Managed Conflicts Unmanaged Conflicts
Builds teamwork Damages relationships between colleagues
Encourages communication Leads to defensive behavior
It is win-win situation to involved parties and organization Blame game among employees
Builds focus and attention towards meeting organization goals It is the source of lacking morale
Creates a friendly work environment Creates a chaotic and hostile work environment
Increases productivity Waste of time, resources and lowers productivity

Conclusion

In conclusion, dealing with conflicts in the workplace is the most important thing, which executives and managers have to do. According to Marick and Albright (2008), leaders should learn how to manage conflicts because effective conflict management is the first step towards good leadership. Unmanaged conflicts have severe effects to the organization and employees (Fernandez, 2002). Often, unresolved conflicts causes poor morale among the employees, creates a chaotic and hostile work environment, damages relationships between colleagues, and wastes company’s resources and time. As leaders, managers and executives must understand the causes of conflicts in the work environment so that they can develop better strategies to resolve conflicts.

In summary, the major barriers to conflict management in the work place include poor communication, failure to acknowledge others, failure to listen to others, pre-determined outcomes, cultural issues, lack of proper focus on the underlying issues, misunderstanding the loss, reactive devaluation, prejudice, and judgmental overconfidence (Alper, Tjosvold, and Law, 2000). In order to overcome these issues, executives and managers should always intervene in solving conflicts. In any organization, employees should work as team, respect one another, and plan adequately. Lastly yet importantly, organizations should develop and adapt better communication channels as effective communication can overcome barriers to conflict management in the workplace (Lee, 2008).

Reference List

Alper, S., Tjosvold, D., & Law, K. S. (2000). Conflict management, efficacy, and performance in organizational teams. Personnel Psychology, 53 (1) 625-642.

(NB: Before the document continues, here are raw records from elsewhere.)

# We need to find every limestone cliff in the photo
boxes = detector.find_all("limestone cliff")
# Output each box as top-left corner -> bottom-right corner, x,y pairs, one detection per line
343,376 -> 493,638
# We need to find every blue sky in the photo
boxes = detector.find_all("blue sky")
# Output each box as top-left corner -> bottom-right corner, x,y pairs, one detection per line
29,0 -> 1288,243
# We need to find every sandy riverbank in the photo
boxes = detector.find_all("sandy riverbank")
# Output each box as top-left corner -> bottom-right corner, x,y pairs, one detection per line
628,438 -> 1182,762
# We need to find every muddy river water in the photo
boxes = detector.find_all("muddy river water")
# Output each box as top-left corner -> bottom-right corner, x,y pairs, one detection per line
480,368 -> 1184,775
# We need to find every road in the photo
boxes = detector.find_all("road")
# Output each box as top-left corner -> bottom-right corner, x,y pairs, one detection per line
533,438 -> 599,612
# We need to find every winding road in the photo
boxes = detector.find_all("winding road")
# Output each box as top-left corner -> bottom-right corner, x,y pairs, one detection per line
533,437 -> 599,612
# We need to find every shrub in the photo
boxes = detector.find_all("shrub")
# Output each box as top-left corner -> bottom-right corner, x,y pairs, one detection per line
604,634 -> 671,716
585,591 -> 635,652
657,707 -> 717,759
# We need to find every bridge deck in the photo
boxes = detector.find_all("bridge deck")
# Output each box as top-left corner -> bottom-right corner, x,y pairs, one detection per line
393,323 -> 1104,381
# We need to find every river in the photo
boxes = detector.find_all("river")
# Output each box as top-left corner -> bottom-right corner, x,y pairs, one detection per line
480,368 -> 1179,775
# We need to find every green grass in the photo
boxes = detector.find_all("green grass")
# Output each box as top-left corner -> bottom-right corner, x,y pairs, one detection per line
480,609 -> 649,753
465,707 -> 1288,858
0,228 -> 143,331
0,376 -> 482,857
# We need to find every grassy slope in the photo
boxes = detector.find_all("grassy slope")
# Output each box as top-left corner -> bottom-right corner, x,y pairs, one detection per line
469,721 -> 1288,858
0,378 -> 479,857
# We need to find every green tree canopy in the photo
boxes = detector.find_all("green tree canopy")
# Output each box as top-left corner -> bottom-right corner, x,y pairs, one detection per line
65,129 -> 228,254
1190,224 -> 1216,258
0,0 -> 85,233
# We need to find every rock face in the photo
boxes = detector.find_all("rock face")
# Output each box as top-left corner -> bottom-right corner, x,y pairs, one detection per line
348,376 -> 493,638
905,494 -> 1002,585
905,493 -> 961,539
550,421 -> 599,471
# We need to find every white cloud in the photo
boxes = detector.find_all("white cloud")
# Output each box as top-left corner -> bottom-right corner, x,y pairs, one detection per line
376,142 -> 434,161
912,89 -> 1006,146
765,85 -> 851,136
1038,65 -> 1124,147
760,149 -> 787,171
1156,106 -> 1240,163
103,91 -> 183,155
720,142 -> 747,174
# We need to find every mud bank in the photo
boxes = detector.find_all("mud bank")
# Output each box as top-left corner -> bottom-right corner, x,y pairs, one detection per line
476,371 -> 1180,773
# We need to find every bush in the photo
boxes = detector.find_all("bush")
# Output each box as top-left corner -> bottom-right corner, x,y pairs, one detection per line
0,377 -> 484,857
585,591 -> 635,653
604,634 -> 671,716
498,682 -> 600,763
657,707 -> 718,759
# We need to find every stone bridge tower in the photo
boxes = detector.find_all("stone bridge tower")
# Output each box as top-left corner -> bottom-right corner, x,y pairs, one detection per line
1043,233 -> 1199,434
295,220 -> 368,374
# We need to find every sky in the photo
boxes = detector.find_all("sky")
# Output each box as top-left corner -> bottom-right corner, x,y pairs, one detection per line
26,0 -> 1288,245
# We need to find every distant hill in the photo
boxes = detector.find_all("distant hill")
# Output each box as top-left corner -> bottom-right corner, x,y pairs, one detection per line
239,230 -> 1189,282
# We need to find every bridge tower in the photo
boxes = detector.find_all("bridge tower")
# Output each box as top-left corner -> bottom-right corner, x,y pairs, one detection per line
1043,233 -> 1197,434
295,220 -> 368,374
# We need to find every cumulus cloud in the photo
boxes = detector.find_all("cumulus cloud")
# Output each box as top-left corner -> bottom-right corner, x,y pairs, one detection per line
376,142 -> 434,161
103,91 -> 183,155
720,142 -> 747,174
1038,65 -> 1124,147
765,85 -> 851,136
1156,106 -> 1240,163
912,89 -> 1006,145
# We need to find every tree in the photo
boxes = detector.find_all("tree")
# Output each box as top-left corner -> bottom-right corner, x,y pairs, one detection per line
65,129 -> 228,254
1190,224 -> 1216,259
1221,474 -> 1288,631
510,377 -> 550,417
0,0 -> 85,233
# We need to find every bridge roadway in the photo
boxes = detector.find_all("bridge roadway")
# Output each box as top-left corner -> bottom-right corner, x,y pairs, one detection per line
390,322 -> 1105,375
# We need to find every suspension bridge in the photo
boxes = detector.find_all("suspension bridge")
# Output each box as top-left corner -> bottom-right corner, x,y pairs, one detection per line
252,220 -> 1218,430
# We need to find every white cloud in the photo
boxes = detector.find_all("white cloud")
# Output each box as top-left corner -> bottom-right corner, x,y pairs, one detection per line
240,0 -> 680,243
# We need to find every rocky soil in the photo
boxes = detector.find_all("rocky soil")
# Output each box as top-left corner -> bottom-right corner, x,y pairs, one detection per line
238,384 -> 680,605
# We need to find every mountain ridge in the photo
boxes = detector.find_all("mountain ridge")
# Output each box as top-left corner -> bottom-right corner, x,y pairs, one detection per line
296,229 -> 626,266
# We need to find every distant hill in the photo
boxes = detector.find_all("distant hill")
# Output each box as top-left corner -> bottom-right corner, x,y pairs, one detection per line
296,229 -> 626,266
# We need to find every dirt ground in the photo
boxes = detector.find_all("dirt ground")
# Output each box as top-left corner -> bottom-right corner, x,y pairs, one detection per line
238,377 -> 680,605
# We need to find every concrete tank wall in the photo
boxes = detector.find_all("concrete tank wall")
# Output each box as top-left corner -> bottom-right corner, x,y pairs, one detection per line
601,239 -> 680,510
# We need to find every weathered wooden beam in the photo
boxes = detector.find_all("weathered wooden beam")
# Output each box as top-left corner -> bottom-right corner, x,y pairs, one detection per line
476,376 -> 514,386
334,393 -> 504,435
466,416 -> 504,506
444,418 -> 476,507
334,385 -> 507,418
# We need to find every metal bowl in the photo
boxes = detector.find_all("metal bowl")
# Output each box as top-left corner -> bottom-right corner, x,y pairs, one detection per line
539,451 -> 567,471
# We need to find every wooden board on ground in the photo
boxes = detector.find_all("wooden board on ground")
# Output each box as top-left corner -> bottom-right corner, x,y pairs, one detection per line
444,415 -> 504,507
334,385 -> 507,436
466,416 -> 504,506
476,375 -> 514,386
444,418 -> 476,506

Bodtker, A. M., & Jameson, J. K. (2001). Emotion in conflict formation and its transformation: Application to organizational conflict management. The International Journal of Conflict Management, 3(1) 259-275.

Fernandez, K. (2002). Conflict Resolution Head Start Bulletin. Web.

Joesting, L.A. (1998). Communicate! A Workbook for Interpersonal Communication. Carolina: UNCG University Speaking Center.

Kramer, S. H. (1998). Alternative dispute resolution in the work place. Houston: Law Journal Press.

Lee, H. (2008). Communication network approaches to conflict management at the workplace and job satisfaction. Michigan: ProQuest.

Marick, F. & Albright, R. (2008). The complete guide to conflict resolution in the workplace. New York: AMACOM Div American Mgmt Assnl.

Wall, J. A., & Callister, R. R. (1995). Conflict and its management. Journal of Management, 21 (1) 515-558.